Die
Aspekte-Redaktion des ZDF machte bei der Berlinale 2005 Zuschauer aus,
die "rhythmisch schwebend das Kino verlassen" hätten.
Sie kamen aus "Brasileirinho", einem Dokumentarfilm des finnischen
Regisseurs Mika Kaurismäki. In der Tradition der Musikdokumentationen
von Wim Wenders ("Buena Vista Social Club") folgt Kaurismäki
in seinem Film eine Musikergruppe (Trio Madeira Brasil) bei Reisen,
Proben und Auftritten durch Brasilien.
Dabei
geht es Kaurismäki vor allem darum, den Wurzeln des "Choro",
Brasiliens erstem urbanen Musikstil, nachzuspüren, der bereits
in den 1870er Jahren entstand und Einflüsse lateinamerikanischer,
europäischer und afrikanischer Rhythmen miteinander verband.
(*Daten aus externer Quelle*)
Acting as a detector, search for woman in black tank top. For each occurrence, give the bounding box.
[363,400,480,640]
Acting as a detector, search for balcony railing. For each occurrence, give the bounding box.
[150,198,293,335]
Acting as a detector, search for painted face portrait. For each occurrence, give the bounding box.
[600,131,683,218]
Bis heute gilt der Choro als Kulturen und Generationen umspannender
Sound, der selbst die soziale Trennung der Bevölkerung - wenigstens
zeitweise - vergessen machen kann.
Die
CD, die nun - einen Monat vor dem Kinostart von "Brasileirinho"
- erscheint, präsentiert den "Choro" als einen betont
einfachen und schlicht arrangierten Musikstil, in dessen Mittelpunkt
Gitarren, Percussions, Bläser und Mandolinen stehen. Gesungen
wird selten, Aufmerksamkeit und Applaus gelten den Soli der Instrumentalisten.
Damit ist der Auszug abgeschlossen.